Purpose of Counseling in Abuse
1. Understand and obtain validation that the abuse was a violation.
2. Confront and acknowledge the pain and hurt of the abuse.
3. Increase awareness of your worth, personal value, and confidence, which may have been eroded by the sexual violence.
4. Overcome feelings of guilt and/or shame.
5. Recognize how sexual violence is impacting current relationships and make changes.
6. Deal with issues of trust, deceit, manipulation, and abandonment.

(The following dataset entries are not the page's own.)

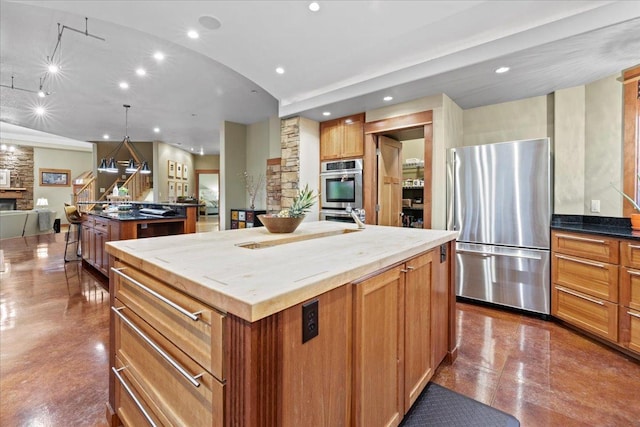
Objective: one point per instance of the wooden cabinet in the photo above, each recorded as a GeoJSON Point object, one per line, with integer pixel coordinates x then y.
{"type": "Point", "coordinates": [379, 341]}
{"type": "Point", "coordinates": [596, 286]}
{"type": "Point", "coordinates": [585, 282]}
{"type": "Point", "coordinates": [342, 138]}
{"type": "Point", "coordinates": [418, 366]}
{"type": "Point", "coordinates": [168, 358]}
{"type": "Point", "coordinates": [245, 218]}
{"type": "Point", "coordinates": [394, 358]}
{"type": "Point", "coordinates": [379, 346]}
{"type": "Point", "coordinates": [630, 296]}
{"type": "Point", "coordinates": [95, 233]}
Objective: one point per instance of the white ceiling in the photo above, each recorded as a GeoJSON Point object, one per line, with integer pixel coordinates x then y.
{"type": "Point", "coordinates": [342, 59]}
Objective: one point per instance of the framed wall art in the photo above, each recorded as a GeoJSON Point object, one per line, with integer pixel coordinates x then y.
{"type": "Point", "coordinates": [5, 178]}
{"type": "Point", "coordinates": [55, 177]}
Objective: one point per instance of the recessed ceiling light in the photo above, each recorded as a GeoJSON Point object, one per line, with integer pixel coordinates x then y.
{"type": "Point", "coordinates": [209, 22]}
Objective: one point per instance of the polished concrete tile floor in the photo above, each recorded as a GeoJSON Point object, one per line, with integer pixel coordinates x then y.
{"type": "Point", "coordinates": [53, 353]}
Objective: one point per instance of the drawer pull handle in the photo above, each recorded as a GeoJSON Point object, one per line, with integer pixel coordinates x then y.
{"type": "Point", "coordinates": [192, 379]}
{"type": "Point", "coordinates": [192, 316]}
{"type": "Point", "coordinates": [116, 372]}
{"type": "Point", "coordinates": [581, 239]}
{"type": "Point", "coordinates": [581, 261]}
{"type": "Point", "coordinates": [575, 294]}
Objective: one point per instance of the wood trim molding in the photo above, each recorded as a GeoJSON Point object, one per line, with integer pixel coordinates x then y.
{"type": "Point", "coordinates": [400, 122]}
{"type": "Point", "coordinates": [631, 118]}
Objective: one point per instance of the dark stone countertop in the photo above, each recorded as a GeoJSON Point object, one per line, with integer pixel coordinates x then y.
{"type": "Point", "coordinates": [619, 228]}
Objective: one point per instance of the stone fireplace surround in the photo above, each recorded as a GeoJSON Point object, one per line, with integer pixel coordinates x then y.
{"type": "Point", "coordinates": [20, 165]}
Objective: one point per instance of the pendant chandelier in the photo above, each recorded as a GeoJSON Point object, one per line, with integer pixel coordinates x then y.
{"type": "Point", "coordinates": [108, 164]}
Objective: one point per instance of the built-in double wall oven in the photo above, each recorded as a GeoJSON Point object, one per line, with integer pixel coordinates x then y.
{"type": "Point", "coordinates": [341, 188]}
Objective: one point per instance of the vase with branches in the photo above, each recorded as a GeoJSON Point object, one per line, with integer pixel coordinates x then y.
{"type": "Point", "coordinates": [635, 218]}
{"type": "Point", "coordinates": [253, 186]}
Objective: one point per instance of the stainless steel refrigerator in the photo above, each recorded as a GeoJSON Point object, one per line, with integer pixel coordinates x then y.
{"type": "Point", "coordinates": [499, 198]}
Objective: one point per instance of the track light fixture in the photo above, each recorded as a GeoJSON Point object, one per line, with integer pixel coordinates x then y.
{"type": "Point", "coordinates": [137, 163]}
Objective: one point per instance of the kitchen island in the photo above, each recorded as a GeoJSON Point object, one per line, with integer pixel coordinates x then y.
{"type": "Point", "coordinates": [329, 325]}
{"type": "Point", "coordinates": [103, 226]}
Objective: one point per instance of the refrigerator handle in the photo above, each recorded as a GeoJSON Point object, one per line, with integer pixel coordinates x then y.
{"type": "Point", "coordinates": [490, 254]}
{"type": "Point", "coordinates": [451, 205]}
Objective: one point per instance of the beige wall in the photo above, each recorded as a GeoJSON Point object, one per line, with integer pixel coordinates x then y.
{"type": "Point", "coordinates": [529, 118]}
{"type": "Point", "coordinates": [310, 161]}
{"type": "Point", "coordinates": [256, 165]}
{"type": "Point", "coordinates": [233, 160]}
{"type": "Point", "coordinates": [603, 145]}
{"type": "Point", "coordinates": [209, 161]}
{"type": "Point", "coordinates": [162, 154]}
{"type": "Point", "coordinates": [77, 161]}
{"type": "Point", "coordinates": [569, 151]}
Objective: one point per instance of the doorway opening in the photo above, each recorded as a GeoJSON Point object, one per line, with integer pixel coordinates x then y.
{"type": "Point", "coordinates": [208, 185]}
{"type": "Point", "coordinates": [398, 155]}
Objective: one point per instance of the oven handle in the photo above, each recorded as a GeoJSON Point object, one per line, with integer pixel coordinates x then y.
{"type": "Point", "coordinates": [342, 172]}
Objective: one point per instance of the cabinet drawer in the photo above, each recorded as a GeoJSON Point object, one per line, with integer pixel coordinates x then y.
{"type": "Point", "coordinates": [101, 224]}
{"type": "Point", "coordinates": [595, 278]}
{"type": "Point", "coordinates": [174, 388]}
{"type": "Point", "coordinates": [585, 245]}
{"type": "Point", "coordinates": [630, 328]}
{"type": "Point", "coordinates": [591, 314]}
{"type": "Point", "coordinates": [630, 254]}
{"type": "Point", "coordinates": [630, 288]}
{"type": "Point", "coordinates": [191, 325]}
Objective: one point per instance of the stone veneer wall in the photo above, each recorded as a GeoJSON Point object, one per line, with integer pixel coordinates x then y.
{"type": "Point", "coordinates": [290, 160]}
{"type": "Point", "coordinates": [20, 165]}
{"type": "Point", "coordinates": [274, 188]}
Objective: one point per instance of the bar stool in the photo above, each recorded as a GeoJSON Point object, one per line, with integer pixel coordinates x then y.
{"type": "Point", "coordinates": [75, 220]}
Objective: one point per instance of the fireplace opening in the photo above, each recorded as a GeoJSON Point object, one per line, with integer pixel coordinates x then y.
{"type": "Point", "coordinates": [7, 204]}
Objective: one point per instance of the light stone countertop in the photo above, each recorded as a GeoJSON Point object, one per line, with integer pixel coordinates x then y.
{"type": "Point", "coordinates": [255, 283]}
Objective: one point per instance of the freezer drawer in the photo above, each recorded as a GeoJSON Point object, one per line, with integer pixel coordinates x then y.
{"type": "Point", "coordinates": [518, 278]}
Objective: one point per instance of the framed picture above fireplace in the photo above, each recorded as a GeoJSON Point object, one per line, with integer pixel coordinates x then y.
{"type": "Point", "coordinates": [55, 177]}
{"type": "Point", "coordinates": [5, 178]}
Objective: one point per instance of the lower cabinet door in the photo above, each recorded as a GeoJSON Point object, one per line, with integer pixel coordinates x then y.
{"type": "Point", "coordinates": [592, 314]}
{"type": "Point", "coordinates": [630, 328]}
{"type": "Point", "coordinates": [378, 348]}
{"type": "Point", "coordinates": [177, 390]}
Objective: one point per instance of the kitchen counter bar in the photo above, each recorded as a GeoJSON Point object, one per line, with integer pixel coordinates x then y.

7. Learn effective ways to build a support system.
Counseling is for ME!
It is my tune up. It is my maintenance work.
Yes, I still (peer) counsel others who reach out to me.
AND, yes, I go to counseling as needed.
I take my car in for maintenance. I drive it. I drive others around when they are in need. However, in order to make sure that we both arrive and return safely, I must keep our vehicles maintained.
Bring a notebook to each session that contains notes about what you want to discuss.
When your professional therapist/counselor asks you what you want to discuss, start with the most pressing matters. There is nothing more frustrating than running out of time just when you were getting to the good part.
Don’t forget to keep notes about new concepts, ideas, and strategies that you want to keep in mind.
**Remember to secure your notebook or journal at all times.It will likely contain very sensitive information that you do not want to fall into the wrong hands.
Don’t let that couch fool you. Counseling is work! It is grueling and challenging.
Seeing yourself objectively, seeing your life, your family, your choices and your friends can be like when someone turns on a bright light that you weren’t ready for.
Change, transformation, and hope-all that stuff is only for the most courageous.
BUT it is rewarding and the gift that keeps on giving.
Even if you miss your turn, the road that leads to healing is always worth taking.